Dixon council to consider switching project funding; pay raises also up for discussion
DIXON – The City Council plans to vote on switching around funding for its bike path extension and water meter projects Monday and to discuss changing how much council members get paid.
The city recently started a $3 million project to replace and upgrade all of its water meters and decided to lend itself the money from reserves and pay it back across 10 years at 1 percent interest rather than paying more in interest through a bank loan.
Members now will consider backtracking and look at pursuing either a bank loan or issuing bonds for the project so that the money they would have borrowed could be available for future projects or to put toward pension funding.
Another funding change coming to the council will be to pay for about $148,000 in engineering for its bike path extension project with capital funds rather than Rita Crundwell recovery money.
Engineering costs total about $326,000, and the council signed off last year on using $210,215 in recovery money toward the project.

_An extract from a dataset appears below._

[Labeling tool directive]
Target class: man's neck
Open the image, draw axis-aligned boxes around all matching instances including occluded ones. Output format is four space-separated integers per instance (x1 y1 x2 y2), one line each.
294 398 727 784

The nearly $148,000 is made up of the remaining $124,597 left to be paid to Fehr Graham Engineering & Environmental and the last paid bill, $23,358, that was paid with the recovery fund, which would be reimbursed with capital dollars.
About 2 years ago, the city received a $2 million Illinois Transportation Enhancement Program grant to extend its bike path 1.6 miles – stretching east on River Road toward Raynor Garage Doors and west with a ramp to the viaducts running to Seventh Street.
The city is required to spend $400,000 of its own money on the project, but the engineering costs don’t count toward that amount.
Council pay raise discussion
The council also plans to revive a conversation about changing how much council members get paid.
In April last year, the council was considering upping council member annual pay from $5,400 to to $9,500, but the group couldn’t reach a consensus, and it was shortly before newly elected Councilmen Ryan Marshall and Dennis Considine were going to be seated.
Any changes wouldn’t apply until next term for council members.
Though they couldn’t decide on a council pay raise at that time, they did approve a $10,000 bump to the mayor’s salary, totalling $19,500, which was the first increase in 3 decades and will go into effect in May 2019.